In the Presence of a Good Bioinformatics Tool
In the presence of a good bioinformatics tool (as introduced in the Materials and Methods section) the power increases for each of the methods previously discussed. Most notably, the phenotype-independent methods show a substantial gain in power once the bioinformatics tool is applied. For example, under the simulated setting of 10 causal variants, among which five are expected to increase the quantitative trait value, the power is 99.83% and 99.80% for Lasso and EN, and is 23.91%, 17.15%, 18.85%, 97.87%, 99.73%, 99.76%, 98.49%, and 98.34% for Indicator, Count, MB, Marginal Regression, Multiple Regression, SCAD, SKAT (all variants), and SKAT (rare variants only), respectively (Fig. 2a). Under the simulated setting of 50 causal variants, among which 40 increase quantitative trait value, power is 100% for both Lasso and EN, and is 99.38%, 98.89%, 96.51%, 100%, 100%, 100%, 100%, and 100% for Indicator, Count, MB, Marginal Regression, Multiple Regression, SCAD, SKAT (all variants), and SKAT (rare variants only), respectively (Fig. 2b). Although power increases for all methods, the relative performance of the methods changes little from that under the absence of a bioinformatics tool.

Effect of m (the Number of Causal Variants) and r (Percent of Positive Causal Variants)
As the number of true causal variants (m) increases, so does power for all methods.

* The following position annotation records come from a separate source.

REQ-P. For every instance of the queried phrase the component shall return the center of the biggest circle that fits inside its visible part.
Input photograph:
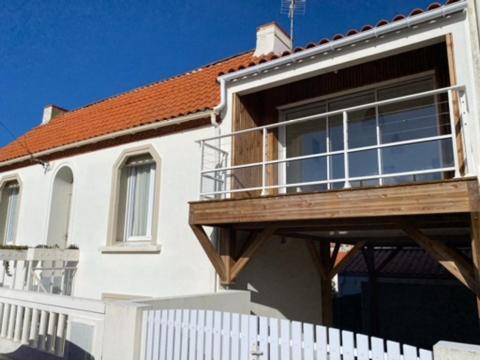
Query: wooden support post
(210, 250)
(341, 264)
(369, 256)
(227, 247)
(326, 283)
(253, 246)
(475, 236)
(449, 258)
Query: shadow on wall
(72, 352)
(283, 281)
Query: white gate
(206, 335)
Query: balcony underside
(451, 200)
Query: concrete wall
(123, 319)
(283, 281)
(180, 267)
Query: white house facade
(382, 122)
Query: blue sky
(72, 53)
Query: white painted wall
(181, 266)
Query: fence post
(122, 330)
(446, 350)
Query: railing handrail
(337, 112)
(52, 302)
(454, 110)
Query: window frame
(116, 237)
(129, 207)
(3, 187)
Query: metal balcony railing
(411, 138)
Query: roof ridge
(142, 87)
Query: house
(240, 174)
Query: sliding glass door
(382, 140)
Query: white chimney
(50, 112)
(271, 38)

This is to be expected because adding more causal variants increases the signal-to-noise ratio. When the number of true causal variants is very small, none of the methods have adequate power. Interestingly, it is in these situations where m is very small that SKAT manifests its advantage over other methods examined. As r gets smaller (i.e., the probability that a causal variant will contribute positively to the quantitative trait values gets smaller), the power of the phenotype-independent methods decreases. For example, the phenotype-independent methods have close to 0 power when r = 0.05; while the phenotype-dependent methods are relatively unaffected by changing values of r (Figs. 1a and 2a). We also observe a slight dip in power in all of the phenotype-dependent schemes when r = 0.5 and no bioinformatics information is used (Fig. 1a), which is to be expected because the signals from different directions are canceling one another. Similar trends are seen in all simulations with all four link functions (shown in supplementary materials).
Weight Estimation Accuracy for Individual Variants
Table 1 shows the correlation between the true and estimated values of the weights for each method under the simulation settings in which the number of truly causal variants, m, is 10 and the proportion of variants contributing in the positive direction, r, is 80%. Of note, the correlation between true and estimated weights increases for all methods with the addition of bioinformatics filtering. The EN and Lasso yield the highest correlations between estimated and true weights, both in situations where we restrict to variants that are likely to be functional (Pearson correlations of 0.285 and 0.355), and when we do not (Pearson correlations of 0.744 and 778).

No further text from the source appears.